More residents of Jalingo, Taraba, are now embracing child spacing, contrary to previously held myths and misconceptions about family planning in the area.
Some Heads of some Primary Health Care Centers in Jalingo and some beneficiaries of the system disclosed this to a team of journalists at a workshop on Friday.
They attributed the increase to the high level of awareness, as well as, the repositioning of family planning and other services in the State.
According to the Head of Family Planning Unit of Sintali Ward Primary Health Care Centre (PHCC), Jalingo, Hajiya Hafsatu Saleh, previously, less than 500 women of childbearing age came for the services in a year.
But Saleh said that about 1,500 women had accessed the services between February and November.
She also told the training workshop which was organised for selected Journalists that with the intervention of some donor agencies such as The Challenge Initiative (TCI), Additional Financing -Nigeria State Health Investment Project (AF-NSHIP) and others, most of the health facilities at the centre had been renovated.
She said that commodities were provided so that the child spacing services could be offered to interested persons free of charge.
“At our centre, for instance, there was a major renovation by some NGOs.
“They also provided the commodities so that we offer family planning services here for free.
“Our team of social mobilisers are also doing a great job in enlightening the residents.
Similarly, Hajiya Zakiyatu Ibrahim who heads the family planning unit of Turaki Township Primary Health Care Centre said, “some of the myths and misconceptions surrounding family planning in the past have been put to rest and now we usually have a large number of persons coming to access the services.
“It may interest you to know that even unmarried young people and adolescents now frequent the hospital for counselling.
“This is a very good development as it is pertinent for them to stay away from unwanted pregnancies that can cost their education and future,” Ibrahim said.
She, however, observed that the high number of people coming for the services had put a lot of pressure on the available commodities, especially implants.
One of the beneficiaries of the family planning services, 35-year-old Zalihat Ibrahim, said she had to resort to family planning after delivering her 8th child because her husband was finding it difficult to cope with school fees and other educational needs of the children.

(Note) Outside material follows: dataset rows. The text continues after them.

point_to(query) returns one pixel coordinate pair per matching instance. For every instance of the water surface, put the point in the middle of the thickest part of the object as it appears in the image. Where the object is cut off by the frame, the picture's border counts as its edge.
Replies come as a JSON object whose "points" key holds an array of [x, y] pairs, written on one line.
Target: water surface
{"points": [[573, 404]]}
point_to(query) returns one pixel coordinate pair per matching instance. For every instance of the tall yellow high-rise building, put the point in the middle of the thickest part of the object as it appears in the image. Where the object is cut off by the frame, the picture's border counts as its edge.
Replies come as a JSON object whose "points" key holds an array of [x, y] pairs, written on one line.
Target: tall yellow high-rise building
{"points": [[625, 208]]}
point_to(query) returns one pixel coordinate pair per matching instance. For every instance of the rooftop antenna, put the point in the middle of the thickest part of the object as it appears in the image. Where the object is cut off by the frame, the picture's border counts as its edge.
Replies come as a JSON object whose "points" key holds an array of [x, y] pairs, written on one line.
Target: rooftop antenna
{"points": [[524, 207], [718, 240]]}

“We are now able to space our children and I enjoy intimacy with my husband without the fear of getting pregnant,” Ibrahim said.
Mr Akinpelumi Akinsanmi, a development specialist hired by The Challenge Initiative,(TCI) an NGO working on family planning in Taraba, described the Programme as a solution to the menace of out-of-school children in Taraba and the country.

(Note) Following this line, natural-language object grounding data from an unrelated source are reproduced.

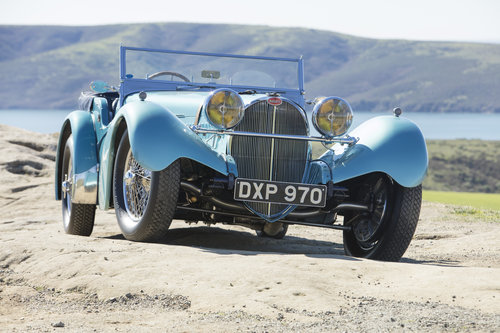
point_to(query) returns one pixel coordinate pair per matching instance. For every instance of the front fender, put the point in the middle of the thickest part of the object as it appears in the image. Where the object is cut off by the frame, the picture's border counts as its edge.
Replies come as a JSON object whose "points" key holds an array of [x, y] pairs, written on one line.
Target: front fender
{"points": [[84, 160], [158, 138], [388, 144]]}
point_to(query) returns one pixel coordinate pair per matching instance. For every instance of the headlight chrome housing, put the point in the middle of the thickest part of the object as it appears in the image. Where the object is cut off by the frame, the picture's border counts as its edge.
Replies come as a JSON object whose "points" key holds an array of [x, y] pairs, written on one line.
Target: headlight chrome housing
{"points": [[224, 108], [332, 116]]}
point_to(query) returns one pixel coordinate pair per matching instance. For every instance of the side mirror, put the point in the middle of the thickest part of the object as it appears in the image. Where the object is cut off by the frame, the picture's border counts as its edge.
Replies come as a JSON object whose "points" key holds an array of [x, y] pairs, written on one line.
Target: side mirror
{"points": [[210, 74], [100, 87]]}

Akinsanmi, who is from Development Communication (DevCom), said that the workshop on media advocacy for Family Planning was aimed at engaging Journalists to assist in the enlightenment process and making citizens to embrace family planning.
He noted that many children ended up in the streets because the family size grossly outweighed available resources to cater for the education needs of all children.
He said that family planning, apart from its economic and social benefits, also reduced the risk posed by childbirth on the health of women and the family as a whole.
“That is why it is ideal for families to take the issue of family planning seriously,” the specialist said.
The training was aimed at enhancing the capacity of Journalists in the state on approaches to enlightening their audiences on the importance of Family Planning to the socio-economic realities of the country.